I once had to make a choice of this nature in the days of my youth when I was forming the Canada Cement Company. One of the concerns offered for sale to the combine was valued at far too high a price. In fact, it was obvious that only by selling it at this over-valuation could its debts be paid. The president of this overvalued concern was connected with the most powerful group of financiers that Canada has ever seen. Their smile would mean fortune to a young man, and their frown ruin to men of lesser position. The loss of including an unproductive concern at an unfair price would have been little to me personally—but it would have saddled the new amalgamated industry and the investors with a liability instead of an asset. It was certainly far easier to be pliable than to be firm. Every kind of private pressure was brought to bear on me to accede to the purchase of the property.
When this failed, all the immense engines for the formation of public opinion which were at the disposal of the opposing forces were directed against me in the form of vulgar abuse.
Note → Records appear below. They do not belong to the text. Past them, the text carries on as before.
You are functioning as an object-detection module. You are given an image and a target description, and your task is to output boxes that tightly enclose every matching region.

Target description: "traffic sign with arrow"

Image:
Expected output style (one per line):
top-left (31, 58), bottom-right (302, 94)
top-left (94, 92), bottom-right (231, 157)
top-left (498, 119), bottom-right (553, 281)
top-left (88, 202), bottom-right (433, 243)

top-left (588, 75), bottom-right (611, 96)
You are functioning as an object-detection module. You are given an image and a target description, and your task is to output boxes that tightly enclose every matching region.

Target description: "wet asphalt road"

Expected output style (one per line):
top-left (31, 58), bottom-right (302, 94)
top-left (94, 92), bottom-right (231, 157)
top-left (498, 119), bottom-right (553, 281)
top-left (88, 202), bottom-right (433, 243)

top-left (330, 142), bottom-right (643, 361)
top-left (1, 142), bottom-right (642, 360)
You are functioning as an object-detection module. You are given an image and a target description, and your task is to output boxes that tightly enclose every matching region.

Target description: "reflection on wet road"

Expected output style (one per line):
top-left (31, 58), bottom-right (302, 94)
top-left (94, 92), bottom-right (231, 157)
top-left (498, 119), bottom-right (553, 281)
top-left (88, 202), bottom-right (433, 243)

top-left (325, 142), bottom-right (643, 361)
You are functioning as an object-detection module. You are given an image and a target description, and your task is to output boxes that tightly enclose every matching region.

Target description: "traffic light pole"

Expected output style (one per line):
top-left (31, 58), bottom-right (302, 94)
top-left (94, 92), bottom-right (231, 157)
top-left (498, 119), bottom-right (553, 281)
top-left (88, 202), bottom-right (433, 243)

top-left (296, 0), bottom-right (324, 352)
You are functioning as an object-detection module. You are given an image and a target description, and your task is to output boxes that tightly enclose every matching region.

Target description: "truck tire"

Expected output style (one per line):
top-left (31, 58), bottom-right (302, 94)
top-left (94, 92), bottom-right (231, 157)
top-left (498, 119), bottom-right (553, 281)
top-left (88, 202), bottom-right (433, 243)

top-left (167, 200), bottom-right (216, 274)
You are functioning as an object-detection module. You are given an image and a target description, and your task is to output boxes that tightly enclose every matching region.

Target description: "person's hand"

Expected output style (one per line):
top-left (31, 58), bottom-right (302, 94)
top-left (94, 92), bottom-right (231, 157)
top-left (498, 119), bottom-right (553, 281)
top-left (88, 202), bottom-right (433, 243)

And that attack was very cleverly directed. It made no mention of my refusal to buy a certain mill for the combine at an excessive cost to the shareholding public. On the contrary, those who had failed to induce me to break faith with the investing public appealed to that public to condemn me for forming a Trust.
I am prepared now to confess that I was bitterly hurt and injured by the injustice of these attacks. But I regret nothing. Why? Because these early violent criticisms taught me to treat ferocious onslaughts in later life with complete indifference. A certain kind of purely cynical intelligence would hold that I should have been far wiser to adopt the pliable rôle. But that innate judgment which dwells in the recesses of the mind tells me that my whole capacity for action in affairs would have been destroyed by the moral collapse of yielding to that threat. Pliability would have become a habit rather than a matter of judgment and will, for fortitude only comes by practice.
Every young man who enters business will at some time or another meet a similar crisis which will determine the bias of his career and dictate his habitual technique in negotiation.
But he may well exclaim, "How do you help me? You say that courage may be stubbornness and even stupidity—and compromise a mere form of cowardice or weakness. Where is the true courage which yet admits of compromise to be found? It is the old question: How can firmness be combined with adaptability to circumstances? There is no answer except that the two qualities must be made to run concurrently in the mind. One must be responsive to the world, and yet sensible of one's own personality. It is only the special circumstance of a grave crisis which will put a young man to this crucial test of judgment. The case will have to be judged on its merits, and yet the final decision will affect the whole of his career. But one practical piece of advice can be given. Never bully, and never talk about the whip-hand—it is a word not used in big business.
The view of the intellect often turns towards compromise when the direction of the character is towards battle. Such a conflict of tendencies is most likely to lead to the wise result. The fusion of firmness with a careful weighing of the risks will best attain the real decision which is known as courage. The intellectual judgment will be balanced by the moral side. Any man who could attain this perfect balance between these two parallel sides of his mind would have attained, at a single stroke, all that is required to make him eminent in any walk of life. One regards perfection, but cannot attain it. None the less, it is out of this struggle to combine a sense of proportion with an innate hardihood that true courage is born; and courage is success.